Schattenplaner SchwarzwaldPrototyp

Was dieser Planer kann — und was nicht

Erstellt für die Schwarzwald Tourismus GmbH nach dem Gespräch vom 22. Juli 2026, erweitert auf Wunsch vom 4. August 2026 um den Schwerpunkt „freies Routing". Der Betrieb ist bis zum 30. September 2026 kostenfrei; danach wird über eine Fortführung entschieden. Damit die Voraussetzungen von Anfang an klar sind, steht hier alles Wesentliche offen — auch das, was der Planer bewusst nicht leistet.

Freier Routenplaner

Wie die Schattenberechnung funktioniert

Für jeden Wegabschnitt ist hinterlegt, wie hoch der Horizont ringsum ist (aus dem europäischen Höhenmodell Copernicus GLO-30, 16 Richtungen) und ob der Abschnitt im Wald liegt (aus OpenStreetMap). Zur gewählten Uhrzeit wird der Sonnenstand berechnet: Steht die Sonne tiefer als der Horizont in ihrer Richtung, liegt der Abschnitt im Geländeschatten. Dazu kommen Wald und Bewölkung aus der Wettervorhersage.

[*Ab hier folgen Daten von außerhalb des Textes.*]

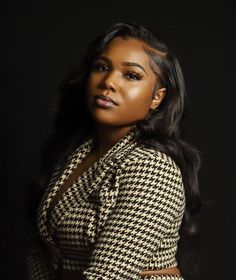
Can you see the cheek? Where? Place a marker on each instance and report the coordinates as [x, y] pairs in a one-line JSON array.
[[139, 98]]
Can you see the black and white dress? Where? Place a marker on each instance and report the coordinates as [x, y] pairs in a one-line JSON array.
[[120, 217]]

Jeder Abschnitt zählt nur einmal, nach der Rangfolge Gelände → Wald → Bewölkung. Ein Waldstück, das zugleich im Geländeschatten liegt, erscheint deshalb unter „Geländeschatten" — der Waldanteil der Tour ändert sich dadurch nicht. Bei tiefer Sonne wächst der Gelände-Anteil zulasten des Wald-Anteils.

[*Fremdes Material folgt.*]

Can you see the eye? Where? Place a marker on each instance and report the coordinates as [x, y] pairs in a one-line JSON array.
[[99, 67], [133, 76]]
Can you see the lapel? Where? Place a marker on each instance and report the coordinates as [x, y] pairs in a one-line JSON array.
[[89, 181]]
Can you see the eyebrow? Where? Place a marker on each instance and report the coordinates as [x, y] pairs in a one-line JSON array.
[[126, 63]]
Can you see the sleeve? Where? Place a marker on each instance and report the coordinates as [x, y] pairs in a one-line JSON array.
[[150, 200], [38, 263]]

Grenzen, die Sie kennen sollten

Vorberechnete Touren

Unter Touren stehen die fünf Wanderwege und sechs Radrouten aus der Zulieferung vom 22. Juli sowie 22 Genießerpfade aus OpenStreetMap. Für jede Tour und jeden der nächsten sieben Tage steht dort die beste Startzeit — der Zeitpunkt, zu dem der Schattenanteil über die gesamte Geh- oder Fahrzeit am größten ist. Bei Radfernwegen ist die Auswertung auf eine Etappe bezogen, die sich frei wählen lässt; POI-Ebenen sind dort standardmäßig aus, weil eine Ebene über 200 km hunderte Punkte einblendet.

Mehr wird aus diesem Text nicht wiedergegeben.